While Justine Varga’s latest exhibition (Areola at Hugo Michell Gallery) features camera-less photography it also contains lens-based work. Combining the two, Varga plays with the form of the photograph, questioning what it is and what it can be.
“Even though I have been exhibiting camera-less work pretty much solely over the last few years, I have still been making works with camera,” Varga says. “This is the first time in a while that I will be exhibiting both forms of work.”
There is a relationship between the images (created both ways). Varga is often presenting the same image but in various stages and states, highlighting decisions that have been made in the process of creating the image.
For example, the image of a window appears in several works. Varga has used the same negative but shows it in different ways.
“Having it in multiple states brings to the audience’s attention the idea that this photograph is something that is made, that there is labour involved and that decisions have been made,” she says.
Even when the audience is looking at an image of a window in Varga’s work, she is asking them to look back at the photograph itself and not just see it as a window to another place.
“When you are looking at the window, it’s as though you are looking through the lens of the camera,” she says. “In a sense, the room you are standing in becomes the housing of the camera. It’s a conceit about the act of looking photographically.”
Within the camera-less photographs, Varga reworks the negative, making marks on the surface and allowing elements such as light, pigment and, on occasion, her saliva to permeate the image. In these latest works, she has allowed evidence of the process involved in creating the image to be more visible, showing the tape holding the negative in place and revealing the various apparatus involved in their making.
While photography is usually contained in a rectangle, Varga has let the images bleed over into the edges.
“This slippage between where the photograph begins and where it ends complicates what constitutes the photograph,” she says. “I want to reveal what is generally controlled and hidden when we look at photographs, so I decided to harness rather than hinder the light and let photography do its thing.”
Through her practice and the exploration into the processes of photography, Varga’s work speaks back to early photographers such as Henry Fox Talbot whose image of a latticed window is the earliest surviving negative taken in 1835.
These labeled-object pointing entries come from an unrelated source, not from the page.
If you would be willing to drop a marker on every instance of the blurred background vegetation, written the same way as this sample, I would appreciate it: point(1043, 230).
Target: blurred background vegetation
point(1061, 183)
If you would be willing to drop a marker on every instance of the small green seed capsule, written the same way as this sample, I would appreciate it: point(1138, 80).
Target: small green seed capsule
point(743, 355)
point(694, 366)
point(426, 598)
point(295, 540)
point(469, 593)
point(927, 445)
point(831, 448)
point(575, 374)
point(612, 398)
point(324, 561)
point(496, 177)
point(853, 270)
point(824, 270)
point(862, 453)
The camera-less processes where Varga is mark-making onto the photographic surface draws on the history of cliché verre, a very early photographic technique. “My work is looking back to those early moments in photography and rethinking them in a contemporary context,” Varga says.
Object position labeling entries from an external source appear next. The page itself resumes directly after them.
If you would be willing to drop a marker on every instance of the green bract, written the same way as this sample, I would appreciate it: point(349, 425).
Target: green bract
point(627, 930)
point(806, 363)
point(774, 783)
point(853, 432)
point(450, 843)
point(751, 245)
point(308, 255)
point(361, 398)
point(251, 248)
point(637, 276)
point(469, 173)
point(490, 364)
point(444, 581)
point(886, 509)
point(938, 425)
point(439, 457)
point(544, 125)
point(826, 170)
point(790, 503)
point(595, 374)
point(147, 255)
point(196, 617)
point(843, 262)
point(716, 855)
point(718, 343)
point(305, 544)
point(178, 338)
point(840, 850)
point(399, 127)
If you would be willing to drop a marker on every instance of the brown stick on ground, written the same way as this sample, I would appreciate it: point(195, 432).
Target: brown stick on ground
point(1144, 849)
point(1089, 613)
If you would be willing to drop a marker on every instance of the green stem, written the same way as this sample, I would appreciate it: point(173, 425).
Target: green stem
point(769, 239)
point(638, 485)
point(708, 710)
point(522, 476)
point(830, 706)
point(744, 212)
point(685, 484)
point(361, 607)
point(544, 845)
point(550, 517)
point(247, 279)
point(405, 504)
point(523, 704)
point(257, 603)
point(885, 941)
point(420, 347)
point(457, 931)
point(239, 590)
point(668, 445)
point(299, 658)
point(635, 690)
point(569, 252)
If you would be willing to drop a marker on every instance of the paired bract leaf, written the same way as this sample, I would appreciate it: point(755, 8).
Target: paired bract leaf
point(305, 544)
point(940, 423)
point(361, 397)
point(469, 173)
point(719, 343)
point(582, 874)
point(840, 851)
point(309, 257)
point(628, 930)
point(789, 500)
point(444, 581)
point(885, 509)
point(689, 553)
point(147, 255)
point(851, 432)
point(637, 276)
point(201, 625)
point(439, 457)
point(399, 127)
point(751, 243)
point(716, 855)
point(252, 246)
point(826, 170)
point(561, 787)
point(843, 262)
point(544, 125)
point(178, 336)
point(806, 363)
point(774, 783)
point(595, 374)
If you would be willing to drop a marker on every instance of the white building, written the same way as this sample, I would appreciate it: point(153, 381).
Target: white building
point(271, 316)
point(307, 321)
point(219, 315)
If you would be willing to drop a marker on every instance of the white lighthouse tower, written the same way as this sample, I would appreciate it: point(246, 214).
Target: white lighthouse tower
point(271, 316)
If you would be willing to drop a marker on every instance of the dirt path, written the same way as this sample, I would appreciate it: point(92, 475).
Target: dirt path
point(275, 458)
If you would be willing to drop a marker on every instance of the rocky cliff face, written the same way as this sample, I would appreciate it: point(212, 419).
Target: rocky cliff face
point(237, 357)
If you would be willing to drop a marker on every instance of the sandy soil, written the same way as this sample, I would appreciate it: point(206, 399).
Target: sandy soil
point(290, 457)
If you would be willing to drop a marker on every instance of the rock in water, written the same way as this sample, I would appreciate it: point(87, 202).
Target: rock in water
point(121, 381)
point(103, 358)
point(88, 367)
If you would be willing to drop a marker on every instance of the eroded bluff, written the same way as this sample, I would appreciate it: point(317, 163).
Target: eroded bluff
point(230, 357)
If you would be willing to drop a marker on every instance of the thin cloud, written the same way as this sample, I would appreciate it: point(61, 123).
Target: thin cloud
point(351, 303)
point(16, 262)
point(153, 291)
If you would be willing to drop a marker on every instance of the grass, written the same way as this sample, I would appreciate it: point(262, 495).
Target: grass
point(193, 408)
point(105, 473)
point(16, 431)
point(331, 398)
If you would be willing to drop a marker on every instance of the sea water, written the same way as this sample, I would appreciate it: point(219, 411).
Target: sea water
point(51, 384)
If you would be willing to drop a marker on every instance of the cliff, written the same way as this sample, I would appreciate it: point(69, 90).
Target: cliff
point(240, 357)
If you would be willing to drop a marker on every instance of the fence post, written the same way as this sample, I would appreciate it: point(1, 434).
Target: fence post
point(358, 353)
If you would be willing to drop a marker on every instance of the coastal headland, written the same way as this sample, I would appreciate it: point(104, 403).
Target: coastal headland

The exhibition is titled Areola because Varga’s work is about the idea that photographic surfaces can be seen as a skin: at once porous and resilient.
“There is a tender violence going on when I use these surfaces, and they bear witness to this way of handling, this mode of working: bruising and abrasions are witnesses on skin,” she says. “Also, in this body of work, there is quite literally an imprint of my skin imbedded in a number of works. In this way imprint and material fold and collapse into one another creating a doubling of skin on skin.”
By reworking the same negative a number of times, Varga suggests that there can be many different outcomes from the same image. The different states and stages are just as important as the finished work, in fact, they constitute the work we see in Areola. Varga is focusing on the open-ended notion of photography and pushing it to its limits.